Who knows your cat better than you? Nobody! However, cats hide almost everything (especially pain), so you might not realize that they’re hurting. Their cryptic behavior is a hold-over from their past, when they lived in the wild instead of our living rooms. Back then, cats who showed signs of illness and pain stood out to predators, and masking their discomfort was a key survival strategy. In the safety of our living rooms, cats are more comfortable and therefore may be likely to show signs of their pain.
When cats are in unfamiliar places (like a veterinarian’s exam room), it’s doubtful they’ll show signs of joint pain. That’s why your veterinarian relies on you to report changes in your cat’s behavior for more accurate diagnoses. Exactly how well you know your cat —their personality, daily habits, and silly quirks —is critical when it comes to their health. This way you can more easily tell when something isn’t right.
Establishing your cat’s normal (or at least a baseline of their behavior today)
Getting to know and documenting your cat’s normal behaviors establishes a baseline, much like what your veterinarian does during annual wellness visits. They want a reference point for bloodwork, urine, weight, and other health factors to know what’s normal for your cat. Detecting a change is much easier with a baseline —even small variations in your cat’s “normal” can indicate a potentially big problem.
If you’ve known your cat since they were a kitten, establishing a baseline of what’s normal can start as early as you’d like (but start when cat is at least a year old and now an adult). Taking short videos of your cat doing normal activities is a great way to track their behaviors over time. It’s a little trickier if you’ve rescued or adopted your cat. In this situation, the original baseline you established might change as you and your veterinarian identify conditions for treatment, and you start to see positive changes from the baseline. In either case, your observations of how your cat behaves at home are critical data points to measuring your cat’s health and well-being.
Getting started: what’s normal for your cat?
Cats have common behaviors and capabilities. To what degree, frequency, or duration that they exhibit these makes each cat’s “normal” unique. To establish a baseline for your cat’s unique behaviors and habits, consider the following:
- Climbing up or down stairs*. Does your cat typically move in one fluid motion from top to bottom, take their time and carefully place their feet on each step, reflect along the way, or hesitate and move with effort, possibly stopping in a crouched position?
- Jumping up to or down from the counter*. Does your cat frequently jump up to the counter in one single leap? Does your cat like to take smaller, part-way jumps, maybe pulling themselves up or reaching down first?
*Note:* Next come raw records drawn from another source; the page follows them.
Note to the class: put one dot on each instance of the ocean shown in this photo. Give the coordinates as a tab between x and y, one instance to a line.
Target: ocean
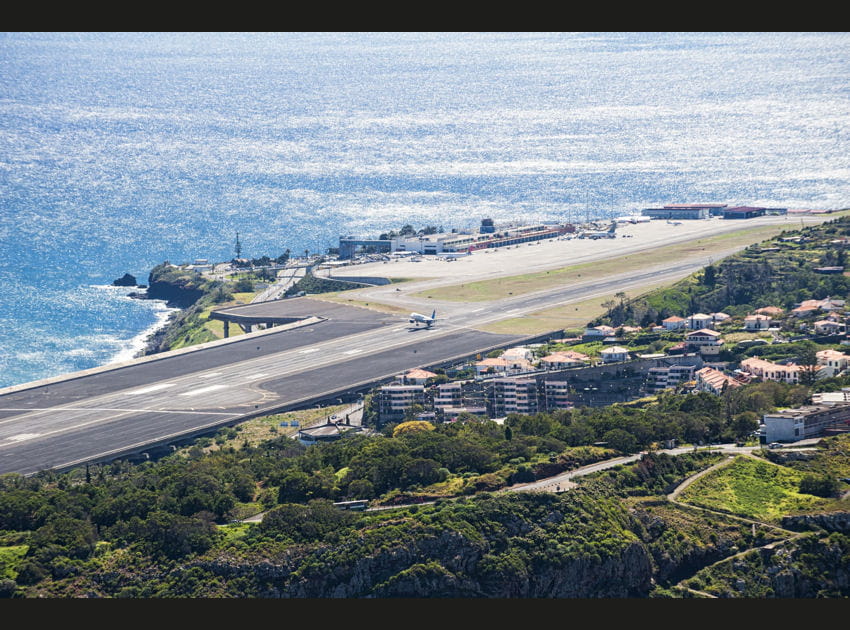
119	151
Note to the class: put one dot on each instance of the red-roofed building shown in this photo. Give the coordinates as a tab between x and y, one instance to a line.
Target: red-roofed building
418	376
674	322
743	212
714	381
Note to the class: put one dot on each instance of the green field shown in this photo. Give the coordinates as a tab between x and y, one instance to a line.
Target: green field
754	489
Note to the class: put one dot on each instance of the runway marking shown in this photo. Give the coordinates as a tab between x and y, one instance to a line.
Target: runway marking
152	388
203	390
118	409
22	436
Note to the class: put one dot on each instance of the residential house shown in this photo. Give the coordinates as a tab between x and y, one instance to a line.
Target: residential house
563	360
512	395
809	307
833	360
674	322
791	425
806	308
448	395
599	332
491	365
769	371
757	322
700	320
713	381
395	400
659	378
557	394
518	353
703	337
829	327
614	353
417	376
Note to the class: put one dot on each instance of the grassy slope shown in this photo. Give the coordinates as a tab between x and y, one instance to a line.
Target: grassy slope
754	489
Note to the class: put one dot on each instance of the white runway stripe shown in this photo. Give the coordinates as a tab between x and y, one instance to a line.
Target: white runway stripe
203	390
152	388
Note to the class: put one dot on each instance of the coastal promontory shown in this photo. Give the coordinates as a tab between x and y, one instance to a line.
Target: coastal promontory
127	280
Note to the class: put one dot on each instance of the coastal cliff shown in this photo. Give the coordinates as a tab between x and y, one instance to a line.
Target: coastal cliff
179	288
188	291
- Hunting or playing*. Does your cat engage in this activity every time you play or just occasionally? Does your cat keep up with the object or lag behind?
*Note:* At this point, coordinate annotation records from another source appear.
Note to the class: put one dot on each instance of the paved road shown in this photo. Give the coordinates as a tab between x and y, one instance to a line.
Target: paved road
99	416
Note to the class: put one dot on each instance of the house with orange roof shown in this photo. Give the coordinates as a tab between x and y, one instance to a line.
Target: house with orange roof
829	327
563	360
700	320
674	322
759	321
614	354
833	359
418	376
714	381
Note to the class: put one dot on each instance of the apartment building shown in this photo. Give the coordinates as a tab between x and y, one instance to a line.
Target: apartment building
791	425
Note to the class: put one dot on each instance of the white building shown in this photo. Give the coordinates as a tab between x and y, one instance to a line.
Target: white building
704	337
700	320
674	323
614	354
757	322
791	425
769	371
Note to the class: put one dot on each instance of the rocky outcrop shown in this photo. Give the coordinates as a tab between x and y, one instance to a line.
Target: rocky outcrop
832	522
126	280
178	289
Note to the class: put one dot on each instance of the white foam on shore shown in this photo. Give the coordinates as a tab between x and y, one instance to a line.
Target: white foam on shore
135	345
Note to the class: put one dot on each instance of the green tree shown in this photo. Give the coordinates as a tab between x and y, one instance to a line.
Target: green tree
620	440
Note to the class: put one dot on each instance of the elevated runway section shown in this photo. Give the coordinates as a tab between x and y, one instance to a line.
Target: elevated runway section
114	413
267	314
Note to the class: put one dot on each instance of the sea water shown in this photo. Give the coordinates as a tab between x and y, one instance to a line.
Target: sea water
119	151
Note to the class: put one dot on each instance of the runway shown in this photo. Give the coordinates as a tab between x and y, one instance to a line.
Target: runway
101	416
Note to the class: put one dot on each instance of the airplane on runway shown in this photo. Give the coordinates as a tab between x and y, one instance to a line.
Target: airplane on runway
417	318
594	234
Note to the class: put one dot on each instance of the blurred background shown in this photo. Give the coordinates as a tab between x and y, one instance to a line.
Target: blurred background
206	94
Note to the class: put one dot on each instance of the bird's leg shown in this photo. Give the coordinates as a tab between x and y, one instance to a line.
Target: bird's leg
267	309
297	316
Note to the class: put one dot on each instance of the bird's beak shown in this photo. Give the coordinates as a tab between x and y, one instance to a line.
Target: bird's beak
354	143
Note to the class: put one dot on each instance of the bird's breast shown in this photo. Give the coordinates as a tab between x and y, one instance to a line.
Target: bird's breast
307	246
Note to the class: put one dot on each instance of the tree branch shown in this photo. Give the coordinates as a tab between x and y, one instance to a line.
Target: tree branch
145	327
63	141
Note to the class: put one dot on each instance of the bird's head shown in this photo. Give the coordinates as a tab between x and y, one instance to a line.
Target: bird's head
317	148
- Running*. Does your cat tend to run in bursts of energy or more when they’re startled? Does your cat run in a fast, fluid motion, or do they move more slowly, perhaps alternating between a jog and a walk?
- Socializing. Is your cat a social butterfly, more reserved, or do they prefer “alone time”? How do they act around visitors? How much time does your cat spend interacting with you and other family members (human or pet)?
- Grooming. How much time does your cat spend grooming themselves? Are they able to bend in all kinds of directions or do they have difficulty with reaching certain spots? Are they looking scruffy?
- Vocalizing. How talkative is your cat? Do they talk a lot or are they usually quiet?
- Eating. Does your cat have a big appetite, or do they tend to be more finicky?
- Sleeping. Where does your cat typically like to sleep and how often do they sleep?
- Using the litter box. How frequently does your cat use the litter box? Does your cat miss the litter box?
Having a good grasp on what’s normal for your cat means you’ll know when they aren’t feeling well. For example, negative changes in the first four of these behaviors (marked with an asterisk*) have been correlated with a clinical signs of cat osteoarthritis (OA), a progressively painful disease that leads to changes in energy, behaviors, vital signs, and even personality1. Check out the OA checklist (catoachecklist.com) to see animations illustrating healthy cats and OA-affected cats doing these activities. Then share the results with your veterinarian during your next appointment as a kick-off for partnering in monitoring your cat’s normal.